Lueck also indicated that there have been some projects that they may not have done, if they weren’t now working with other agencies or the university.
“Part of that is incorporating warm season grasses here. I had a hard time looking at that project and saying this is profitable. So this is how the Conservation Department approached me. They said, Marty, find me a piece of ground here, that absolutely in your mind you think is worthless. And so we did, we came up with 33 acres, a north facing slope with a lot of glade in it and we put in Big Blue, Little Blue and Indian grass, and that stand today is six years old and I cannot believe the production that comes off that sorry piece of ground. Most of the warm season grasses are really deep rooted. They’ll tap down eight feet sometimes to get to water. We will continue to add these,” Lueck said.
“We use that for rotational grazing in the summer when cool season grasses are dormant. It will be four or five feet tall sometimes,” he added.

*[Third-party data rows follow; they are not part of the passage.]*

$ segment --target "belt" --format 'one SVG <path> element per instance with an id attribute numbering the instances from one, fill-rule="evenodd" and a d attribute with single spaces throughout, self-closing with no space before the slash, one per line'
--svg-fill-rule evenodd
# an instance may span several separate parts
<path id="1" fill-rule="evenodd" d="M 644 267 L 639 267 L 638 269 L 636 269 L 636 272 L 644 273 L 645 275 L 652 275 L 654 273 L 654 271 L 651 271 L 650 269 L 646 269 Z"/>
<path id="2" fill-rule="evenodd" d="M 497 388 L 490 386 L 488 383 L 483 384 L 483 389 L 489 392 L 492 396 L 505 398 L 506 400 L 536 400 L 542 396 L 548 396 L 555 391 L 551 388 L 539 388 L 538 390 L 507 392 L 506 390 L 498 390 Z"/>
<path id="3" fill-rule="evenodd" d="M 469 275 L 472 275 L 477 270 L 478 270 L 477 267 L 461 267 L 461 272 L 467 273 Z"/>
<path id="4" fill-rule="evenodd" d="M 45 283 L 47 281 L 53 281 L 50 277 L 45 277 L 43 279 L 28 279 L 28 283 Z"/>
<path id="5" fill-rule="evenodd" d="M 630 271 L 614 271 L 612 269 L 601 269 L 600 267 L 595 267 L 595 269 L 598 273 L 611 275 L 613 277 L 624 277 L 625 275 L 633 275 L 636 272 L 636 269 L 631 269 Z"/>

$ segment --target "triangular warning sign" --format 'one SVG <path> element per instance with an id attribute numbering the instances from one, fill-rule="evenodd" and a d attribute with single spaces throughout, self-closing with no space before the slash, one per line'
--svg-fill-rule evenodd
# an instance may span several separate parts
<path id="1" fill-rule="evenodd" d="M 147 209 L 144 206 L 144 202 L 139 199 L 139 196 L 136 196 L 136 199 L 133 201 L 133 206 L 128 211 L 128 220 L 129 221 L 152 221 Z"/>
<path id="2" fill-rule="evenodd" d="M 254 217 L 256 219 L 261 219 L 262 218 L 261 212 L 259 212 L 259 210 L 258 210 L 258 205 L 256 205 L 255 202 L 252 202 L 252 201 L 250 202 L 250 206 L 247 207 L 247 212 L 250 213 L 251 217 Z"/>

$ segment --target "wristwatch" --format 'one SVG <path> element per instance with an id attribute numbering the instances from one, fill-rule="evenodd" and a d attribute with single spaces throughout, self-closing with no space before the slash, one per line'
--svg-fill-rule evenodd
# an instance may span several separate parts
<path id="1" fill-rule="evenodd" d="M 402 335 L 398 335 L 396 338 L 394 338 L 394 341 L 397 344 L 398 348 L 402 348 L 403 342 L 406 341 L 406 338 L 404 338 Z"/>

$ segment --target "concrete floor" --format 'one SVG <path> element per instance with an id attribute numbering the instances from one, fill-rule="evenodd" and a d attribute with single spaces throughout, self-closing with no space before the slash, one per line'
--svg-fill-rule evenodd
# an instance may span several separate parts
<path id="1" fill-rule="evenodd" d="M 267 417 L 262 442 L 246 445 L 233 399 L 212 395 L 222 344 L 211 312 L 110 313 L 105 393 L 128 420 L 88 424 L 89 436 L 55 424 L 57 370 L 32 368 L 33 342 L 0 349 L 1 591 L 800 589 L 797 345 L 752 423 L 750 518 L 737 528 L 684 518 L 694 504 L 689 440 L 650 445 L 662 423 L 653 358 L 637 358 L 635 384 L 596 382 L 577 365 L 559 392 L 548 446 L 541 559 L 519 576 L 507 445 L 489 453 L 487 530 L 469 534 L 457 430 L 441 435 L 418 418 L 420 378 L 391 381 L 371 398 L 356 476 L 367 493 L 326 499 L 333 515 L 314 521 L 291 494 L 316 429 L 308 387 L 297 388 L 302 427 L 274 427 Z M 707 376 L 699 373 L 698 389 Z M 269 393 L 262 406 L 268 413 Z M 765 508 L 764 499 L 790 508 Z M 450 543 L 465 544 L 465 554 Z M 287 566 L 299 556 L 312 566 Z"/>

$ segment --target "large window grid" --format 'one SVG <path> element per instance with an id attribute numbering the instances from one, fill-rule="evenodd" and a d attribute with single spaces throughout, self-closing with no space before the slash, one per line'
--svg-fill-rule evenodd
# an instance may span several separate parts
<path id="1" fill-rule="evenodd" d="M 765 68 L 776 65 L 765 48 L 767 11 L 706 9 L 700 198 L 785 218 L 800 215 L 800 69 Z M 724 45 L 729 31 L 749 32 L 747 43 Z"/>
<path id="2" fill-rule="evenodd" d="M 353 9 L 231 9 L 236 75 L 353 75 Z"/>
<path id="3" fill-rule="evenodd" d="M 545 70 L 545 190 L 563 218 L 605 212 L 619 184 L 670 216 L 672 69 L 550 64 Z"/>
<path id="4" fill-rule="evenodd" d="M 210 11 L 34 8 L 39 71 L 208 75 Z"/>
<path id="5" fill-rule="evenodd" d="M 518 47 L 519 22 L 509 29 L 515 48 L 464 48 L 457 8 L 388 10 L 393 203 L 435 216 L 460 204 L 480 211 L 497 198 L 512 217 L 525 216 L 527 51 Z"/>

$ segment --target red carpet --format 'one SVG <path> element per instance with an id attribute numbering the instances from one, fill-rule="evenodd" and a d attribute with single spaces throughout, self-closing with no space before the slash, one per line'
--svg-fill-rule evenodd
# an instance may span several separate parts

Along with establishing the warm season grasses, he has added alternative water sources to it. They have used a solar pump to bring water to it from a pond, because they couldn’t build a water source there because there was no clay.
“We’ve learned things, you knew existed. It’s getting through it and doing it and trying to make it work,” he said.
Lueck stated that the opportunities he has had at the ranch have allowed him to expand his knowledge, act on this knowledge and then serve the cattle community by serving in leadership rolls in a number of organizations.
Most managers don’t make breeding decisions, Lueck stated. He credits Leo Journagan with allowing him to do that and develop his skills. This expertise within the cattle industry has also allowed him to fill leadership rolls by serving on the American Polled Hereford Board and later on the Hereford Association Board.